Factor Language Blog

File system change notification on Linux

Monday, February 4, 2008

So I mentioned a few days ago that I had a file system change monitor API going on Windows. Now I’ve implemented a Linux backend and will be looking at Mac OS X next.

The API is straightforward. First, you create a monitor, passing it a directory and whether the monitor should recurse to subdirectories or not – non-recursive monitors are supported on Windows, but on Linux all monitors are recursive;

"/home/slava/factor/" t <monitor>

Monitors must be disposed by using dispose or with-disposal since they wrap operating system resources. They function essentially as streams; you read from a monitor, which blocks until some file in the directory has changed. The file’s path name is returned along with an array of descriptors indicating what has changed:

dup next-change . .

A sample piece of output might be:

{ +modified-file+ }
"/home/slava/factor/test.txt"

That is all! If you need to continuously monitor a directory for changes, all you have to do is spawn a new thread with in-thread, then call next-change in a loop and take appropriate action.

On Linux and Windows, we use asynchronous notifications behind the hood, so the block API presented to the user is actually implemented with continuations and a low-level multiplexer behind the scenes, just like all non-blocking I/O in Factor.

I’m going to use the io.monitor API to speed up the vocabulary browser and refresh-all. Right now they have to scan the whole Factor source tree but instead they will monitor it for changes. Since not all OSes support change notification, and not all file systems on supported OSes support it either, there will be graceful fallbacks, of course.
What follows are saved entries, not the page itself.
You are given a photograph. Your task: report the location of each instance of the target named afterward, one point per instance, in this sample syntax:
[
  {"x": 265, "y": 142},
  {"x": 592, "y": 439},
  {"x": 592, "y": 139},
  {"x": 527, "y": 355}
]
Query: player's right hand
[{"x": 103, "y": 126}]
I’m not aware of any other language which attempts to implement advanced I/O functionality in a cross-platform manner. Java’s process launcher is limited compared to io.launcher, and it doesn’t support a cross-platform file system notification API at all; Python, Ruby and Perl implement advanced features but present OS-specific APIs to the programmer. Furthermore Factor attempts to integrate as much as possible with the I/O event loop, and of course, everything is consistently documented.